Tactility and perception is of course one of the most interesting aspects of art that can be aided and embedded with technology. This is often what has helped make the work unique and interactive for audiences. How the brain tricks itself into believing through image and sound is one of the inescapable implications of the experience triggered by The Paradise Institute. Ken Rinaldo's Paparazzi Bots take us into the possibilities of future and present worlds, where surveillance technologies, cellphones and artificial intelligence are beginning to record our every move. Made up of tiny LED fibres, Daan Roosegaarde's Dune takes the audience immediately into the relationship between light and dark, between artificial ecologies and human senses, and, into the world of interaction that lies beyond. Fearless City Mobile and NeoGrafik challenge our changing perceptions of art, community and architecture. From research in science and art, wearable microcomputers and smart fabrics, the Electromode Series transforms the body through dynamic, kinetic and shape-shifting garments that expand the body's possibilities. Pieces such as Peau d'Âne, Skorpions, Walking City, Emotional Ties, Jacket Antics and Electric Skin challenge our perception of the world around us. Reactable brings us an instrument that can be grasped within minutes. Ideas of a physical yet virtual space filter through this piece. Here technology has the ability to create systems for collaboration, a concept that might have implications far outside the world of art. Reading the essays by the various writers in this issue of HorizonZero, enables us to bridge our perspectives on media art and its place in the world today.
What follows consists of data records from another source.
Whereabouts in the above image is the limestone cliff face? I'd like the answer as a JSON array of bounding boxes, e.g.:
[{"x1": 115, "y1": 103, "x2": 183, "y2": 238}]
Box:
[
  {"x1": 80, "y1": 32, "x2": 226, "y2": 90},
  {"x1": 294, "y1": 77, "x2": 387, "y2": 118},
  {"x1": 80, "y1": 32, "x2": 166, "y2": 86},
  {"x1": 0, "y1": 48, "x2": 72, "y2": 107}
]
Malcolm Levy is the Curator of CODE Live at the 2010 Olympic and Paralympic Games. His work in experimental film, media and documentary include co-founding capitalmag.com and the New Forms Festival, a series of works for CBC Radio 3 on 120seconds, and writing/curating for Mobile Muse, MUTEK, VIDFEST and Assignment Zero among others. Malcolm's films and video installation works have been presented in India, Australia, China, Germany and Canada.